A saúde digital no Brasil cresce com novas tecnologias, mas enfrenta desafios na regulamentação e proteção de dados dos pacientes.

10/9/2024

O Brasil está a vivenciar uma fase de intensas mudanças no setor da saúde, impulsionada pela crescente adoção de tecnologias digitais inovadoras. Essas mudanças não apenas ampliam o acesso aos cuidados médicos, mas também redefinem como esses serviços são administrados, a trazer novas oportunidades e desafios para pacientes, profissionais e reguladores. Esse avanço oferece novas oportunidades para melhorar a eficiência e a qualidade do atendimento, além de reduzir os custos associados; no entanto, essas inovações trazem consigo desafios complexos relacionados à regulamentação e à proteção de dados, especialmente para as operadoras de planos de saúde, que precisam se adaptar a um ambiente regulatório em constante evolução.

A saúde digital se refere ao uso de tecnologias digitais e inovações para melhorar a prestação de serviços de saúde, a englobar desde a telemedicina até o uso de aplicativos de saúde, inteligência artificial e monitoramento remoto de pacientes. No Brasil, a saúde digital está passando por uma rápida transformação, com a introdução de tecnologias inovadoras que estão modificando significativamente a forma como os cuidados médicos são oferecidos e geridos; da mesma forma, no cenário global, a saúde digital está experimentando uma revolução similar, à medida que países ao redor do mundo adotam essas tecnologias para aprimorar a eficiência, a qualidade do atendimento e a acessibilidade dos serviços de saúde. Essa tendência global reflete uma crescente valorização da inovação digital para enfrentar desafios complexos, melhorar a gestão dos cuidados e reduzir custos. Contudo, assim como no Brasil, a integração dessas inovações traz consigo desafios relacionados à regulamentação e à proteção de dados, que precisam ser enfrentados por reguladores e profissionais de saúde em diversas partes do mundo.

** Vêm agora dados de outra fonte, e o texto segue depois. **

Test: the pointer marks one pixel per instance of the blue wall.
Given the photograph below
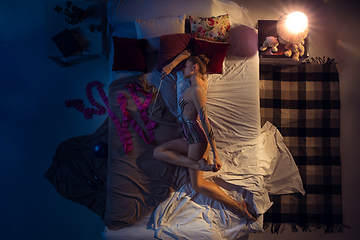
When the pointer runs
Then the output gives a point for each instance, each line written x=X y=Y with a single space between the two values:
x=34 y=121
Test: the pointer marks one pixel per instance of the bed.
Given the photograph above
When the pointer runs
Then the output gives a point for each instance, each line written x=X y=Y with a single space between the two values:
x=149 y=199
x=140 y=197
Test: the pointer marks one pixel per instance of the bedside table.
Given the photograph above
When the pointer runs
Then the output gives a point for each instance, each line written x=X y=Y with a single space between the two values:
x=93 y=44
x=268 y=28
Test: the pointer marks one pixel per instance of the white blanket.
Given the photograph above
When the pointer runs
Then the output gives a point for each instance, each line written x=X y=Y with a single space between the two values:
x=244 y=176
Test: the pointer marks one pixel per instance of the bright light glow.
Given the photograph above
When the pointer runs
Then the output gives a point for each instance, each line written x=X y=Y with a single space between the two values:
x=296 y=22
x=292 y=28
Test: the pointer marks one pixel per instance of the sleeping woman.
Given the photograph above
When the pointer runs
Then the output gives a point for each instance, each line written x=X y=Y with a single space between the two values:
x=192 y=150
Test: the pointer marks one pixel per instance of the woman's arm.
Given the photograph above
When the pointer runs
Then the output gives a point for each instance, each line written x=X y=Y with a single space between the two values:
x=179 y=58
x=200 y=104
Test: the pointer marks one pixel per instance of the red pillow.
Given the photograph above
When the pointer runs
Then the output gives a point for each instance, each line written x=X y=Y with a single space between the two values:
x=129 y=54
x=171 y=46
x=214 y=51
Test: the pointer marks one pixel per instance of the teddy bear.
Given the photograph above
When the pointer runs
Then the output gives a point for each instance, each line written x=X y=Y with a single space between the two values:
x=297 y=50
x=270 y=42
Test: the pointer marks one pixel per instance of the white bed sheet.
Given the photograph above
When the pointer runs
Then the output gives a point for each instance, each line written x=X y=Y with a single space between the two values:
x=252 y=156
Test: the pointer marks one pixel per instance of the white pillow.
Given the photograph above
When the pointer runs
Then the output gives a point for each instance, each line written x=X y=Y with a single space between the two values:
x=153 y=29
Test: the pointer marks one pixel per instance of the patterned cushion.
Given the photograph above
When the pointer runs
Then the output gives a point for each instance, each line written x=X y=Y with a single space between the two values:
x=213 y=28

O marco regulatório da saúde digital no Brasil começou a se solidificar com a Lei nº 13.989/2020, que autorizou a prática da telemedicina em caráter emergencial durante a pandemia de COVID-191; norma esta que posteriormente foi revogada pela Lei 14.510/222. Esta lei representou um marco significativo ao legitimar a telemedicina como uma modalidade reconhecida de prestação de serviços de saúde, permitindo a realização de teleconsultas, telemonitoramento, teleinterconsulta e outras formas de atendimento remoto. A Resolução nº 2.314/2022 do Conselho Federal de Medicina (CFM)3 veio posteriormente para estabelecer normas complementares, detalhando diretrizes sobre a condução dessas práticas, especialmente em relação à segurança do paciente e à proteção de dados.

Apesar dessas regulamentações, muitas lacunas ainda existem no que se refere ao uso de tecnologias emergentes, como a inteligência artificial em diagnósticos e terapias digitais, bem como aos aplicativos de saúde voltados ao monitoramento de doenças crônicas. A Agência Nacional de Saúde Suplementar (ANS), por meio da Resolução Normativa nº 465/214, define critérios para a incorporação de novas tecnologias³, porém apresenta inócua abordagem para com todas as nuances e desafios associados à saúde digital. Por conseguinte, devido cenário de incertezas impõe uma série de questões sobre como inovar de maneira segura e em conformidade com as regulamentações vigentes.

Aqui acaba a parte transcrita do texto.